特約演員飾演的叛徒被拇指粗的麻繩五花大綁,死死塞在駕駛座上。
臉上畫著極度逼真的血腥戰損妝,額頭上的假血漿混著冷汗往下淌。
為了逼出最真實的恐懼,鄭保瑞下令把這輛車的四個車門全部從外面焊死。
“各部門注意!”副導演舉起大喇叭,聲音在雨夜里發顫。
場記深吸一口氣,打板。
“啪!”
“Action!”
水車閥門全開,比自然降雨猛烈三倍的水柱狠狠砸下。
黑暗的雨幕邊緣,一抹純粹的黑,無聲無息地闖入鏡頭。
按照常規黑幫片套路,處決叛徒時,老大通常會披著雨衣,叼著雪茄,
手里拎著鋼管在泥水里狠狠踹人,再發表一番關于江湖規矩的怒吼。
但江辭沒有。
他連劇組準備的透明雨衣都沒穿。
他換上了一套剪裁極度貼身、線條凌厲的高定黑色西裝。
內搭白襯衫雪白刺眼,黑色的真絲領帶打得一絲不茍。
左手撐著一把黑面直柄傘。
就這么閑庭信步般,從泥濘的水坑和滿地散落的生銹零件中走過。
真正的惡魔,從不需要親自動手弄臟衣服。
殺人,只不過是清理一件放錯了位置的垃圾。
車內。
叛徒隔著被雨水模糊的車窗,看到了那個打著黑傘、一步步逼近的黑色死神。
特約演員的瞳孔放大,腎上腺素飆升。
他不用演,那是真真切切的恐懼。
他像一條瀕死的野狗,瘋狂地用頭、用肩膀撞擊著被焊死的車窗玻璃。
“大佬!我錯了!貨款我全吐出來!求你放我一條生路!”
“謝醫生!謝爺!我給你磕頭了!啊——!”
聲嘶力竭的求饒聲夾雜著撞擊玻璃的悶響,穿透厚重的雨幕,絕望而凄慘。
江辭走到了巨大的工業液壓打包機操作臺前。
雨水順著黑傘的邊緣流下,形成一道水簾,將他與這個骯臟的世界隔絕。
那雙被金絲眼鏡遮擋的眼睛里,沒有任何憤怒仇恨。
只有冷漠。
江辭緩緩伸出右手。
戴著白手套的食指,懸停在操作臺上那個滿是油污的綠色啟動鍵上方。
隨意按了下去。
“滴——”
警示音短促響起。
“轟隆——!!!”
液壓機的紅色警示燈瘋狂旋轉閃爍。
重達數噸的厚重鋼板從上下左右四個方向,無情地向中間的轎車擠壓。
(實拍時,特約演員已被替身假人替換,但在鏡頭的連貫敘事中,這就是一場活體處刑。
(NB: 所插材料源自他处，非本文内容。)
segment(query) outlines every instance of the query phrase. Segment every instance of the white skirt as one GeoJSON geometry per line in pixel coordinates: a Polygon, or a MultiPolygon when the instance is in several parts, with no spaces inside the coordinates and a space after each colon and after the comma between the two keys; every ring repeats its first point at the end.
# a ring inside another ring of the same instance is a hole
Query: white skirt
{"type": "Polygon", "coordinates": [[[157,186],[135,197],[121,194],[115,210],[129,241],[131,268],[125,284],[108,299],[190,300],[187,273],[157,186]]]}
)
“嘎吱——砰!”
金屬外殼發出令人牙酸的扭曲碎裂聲。
車頂凹陷,車窗玻璃齊刷刷爆裂。
伴隨著車內提前播放的、撕心裂肺的凄厲慘叫。
鏡頭緩慢推近。
江辭轉過身。
背對著那臺還在瘋狂運轉、將生命碾成肉泥的機器。
液壓機擠壓出的氣浪夾雜著雨水,吹動了他的衣角。
他微微皺起眉頭。
視線停留在自已左手的袖扣上。
那里,濺上了一滴夾雜著渾濁機油的雨水。
江辭將黑傘靠在肩頭,右手從西裝內側的口袋里,掏出了一塊疊得方方正正的雪白方巾。
他低下頭,慢條斯理地將那滴雨水擦拭干凈。
擦完后。
江辭五指松開。
雪白的方巾飄落在滿是油污和泥濘的地上,被染成了令人作嘔的黑色。
純粹的“惡”,在這一刻具象化。
站在外圍的幾百名群演和場務,
看著那個一塵不染的背影,瑟瑟發抖。
監視器后方。
“對……就是這樣!”鄭保瑞咬著牙,胸膛劇烈起伏。
“Cut!”
鄭保瑞一把抓起對講機:“過!完美!”
指令在片場上空回蕩。
水車關閉,液壓機停止運轉。
剛才還渾身散發著死神氣場的江辭,聽到“Cut”的一瞬,筆挺的脊背垮了下來。
那雙毫無溫度的眼睛里,高智商變態的冷漠消失得無影無蹤,
溢滿了極其濃烈的生理性嫌棄。
“哎喲臥槽……”
江辭一把將手里的黑傘扔給旁邊的場務,雙手死死捏住自已的鼻子。
他一邊用手在面前瘋狂扇風,一邊皺著臉,扯著嗓子大喊。
“孫洲!孫洲人呢!”
“快拿空氣清新劑來!這破廢車場的機油味也太沖了,”
休息區邊緣,孫洲舉著毛巾和兩大瓶檸檬味空氣清新劑,沖刺般狂奔過來。
“哥!來了來了!”
孫洲沖到江辭面前,對著江辭的周身就是一陣三百六十度無死角的狂噴。
“呲呲呲——”
刺鼻的廉價人工檸檬香精味彌漫開來。
江辭猛吸了兩口,這才猶如劫后余生般松開捏著鼻子的手。
不遠處的保姆車里。
林蔓坐在車廂內,車窗降下一半。
她目睹了江辭按下綠色按鈕的全過程。
那個一塵不染的背影,那塊輕飄飄落下的白手帕,讓她的心臟不可抑制地狂跳。
這就是謝硯。
這就是即將和她在床上廝殺的男人。
她發現自已不僅沒有退縮,反而被這種極致的權力感和冷漠深深吸引。
結果下一秒,就看到江辭捏著鼻子喊空氣清新劑。
林蔓那剛剛醞釀出來的情緒,瞬間被一盆冰水澆滅。
她翻了個白眼,一把拉上車窗。
“神經病!”林蔓低聲罵了一句,但嘴角卻忍不住勾起了一抹期待的弧度。
導演棚內。
鄭保瑞手里還捏著對講機,嘴角瘋狂抽搐。
彭紹峰披著軍大衣站在旁邊,默默地點了一根煙,深吸了一口。
上一秒,是只手遮天、視人命如草芥的財閥暴君。
下一秒,就變成了摳摳搜搜、嫌棄機油味的嬌氣男大。
這種撕裂般的反差感,讓現場原本的藝術氛圍,“咔嚓”一聲碎了一地。
“別讓他閑著!”鄭保瑞回過神來,生怕江辭身上的“殘暴”底色散光,抓起喇叭大吼。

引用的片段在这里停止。